Bibliographische Angaben

Originalausgabe erschienen 1988 unter dem Titel E is for Evidence, deutsche Ausgabe erstmals 1989 bei Ullstein.
Ort & Zeit der Handlung: USA / Kalifornien, 1970 - 1989.

  • New York: H. Holt, 1988 unter dem Titel E is for Evidence. 227 Seiten.
  • Frankfurt am Main; Berlin: Ullstein, 1989. Übersetzt von Dagmar Hartmann. ISBN: 3-548-10606-4. 187 Seiten.
  • München: Goldmann, 1999. Übersetzt von Dagmar Hartmann.

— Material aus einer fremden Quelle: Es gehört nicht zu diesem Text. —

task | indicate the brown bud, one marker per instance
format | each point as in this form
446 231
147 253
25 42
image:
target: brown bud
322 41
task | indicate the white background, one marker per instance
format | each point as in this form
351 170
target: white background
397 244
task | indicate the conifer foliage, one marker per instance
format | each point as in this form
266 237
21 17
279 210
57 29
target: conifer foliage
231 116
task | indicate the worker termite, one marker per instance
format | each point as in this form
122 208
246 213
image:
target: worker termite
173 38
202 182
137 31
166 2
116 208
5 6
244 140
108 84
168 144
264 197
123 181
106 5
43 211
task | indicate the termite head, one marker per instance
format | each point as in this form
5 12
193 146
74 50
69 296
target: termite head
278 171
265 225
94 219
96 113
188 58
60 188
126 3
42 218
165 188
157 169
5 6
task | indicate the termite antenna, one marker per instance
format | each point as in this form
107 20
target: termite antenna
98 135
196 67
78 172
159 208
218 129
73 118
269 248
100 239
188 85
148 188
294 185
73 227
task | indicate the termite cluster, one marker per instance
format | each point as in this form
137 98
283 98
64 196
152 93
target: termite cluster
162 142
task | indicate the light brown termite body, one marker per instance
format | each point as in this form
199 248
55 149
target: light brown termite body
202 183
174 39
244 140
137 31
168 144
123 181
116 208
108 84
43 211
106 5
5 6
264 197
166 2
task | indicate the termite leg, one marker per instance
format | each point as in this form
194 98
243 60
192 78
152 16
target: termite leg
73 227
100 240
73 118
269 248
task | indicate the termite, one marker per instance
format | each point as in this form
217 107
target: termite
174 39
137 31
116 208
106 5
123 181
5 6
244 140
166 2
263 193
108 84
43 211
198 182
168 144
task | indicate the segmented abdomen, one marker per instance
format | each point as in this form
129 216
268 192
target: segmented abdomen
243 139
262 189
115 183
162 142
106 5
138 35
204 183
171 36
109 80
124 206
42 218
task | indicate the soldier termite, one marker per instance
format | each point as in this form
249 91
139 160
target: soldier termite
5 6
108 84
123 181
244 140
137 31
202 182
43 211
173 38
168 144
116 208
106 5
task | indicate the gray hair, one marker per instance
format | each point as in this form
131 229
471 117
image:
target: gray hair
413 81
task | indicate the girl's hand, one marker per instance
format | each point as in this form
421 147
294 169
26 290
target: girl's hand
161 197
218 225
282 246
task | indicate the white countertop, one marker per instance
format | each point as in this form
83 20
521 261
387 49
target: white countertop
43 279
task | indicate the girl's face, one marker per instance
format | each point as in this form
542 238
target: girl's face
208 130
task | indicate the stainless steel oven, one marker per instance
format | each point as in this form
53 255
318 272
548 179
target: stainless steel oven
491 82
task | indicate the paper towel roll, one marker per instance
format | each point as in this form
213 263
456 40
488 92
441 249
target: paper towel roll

ISBN: 3-442-43702-4. 253 Seiten.

'Kleine Geschenke' ist erschienen als Taschenbuch

In Kürze:

5000 Dollar werden einem nicht einfach geschenkt, denkt Kinsey Millhone. Sie soll recht behalten, denn bald schon wird sie der Bestechung beschuldigt, und die eigenwillige Detektivin muß ausnahmsweise in eigener Sache ermitteln. Als auch noch zwei Menschen sterben, steht für Kinsey alles auf dem Spiel – ihr Ruf, ihre Existenz, ihr Leben. Die Wurzeln der Verschwörung reichen weit, sehr weit in die Vergangenheit zurück …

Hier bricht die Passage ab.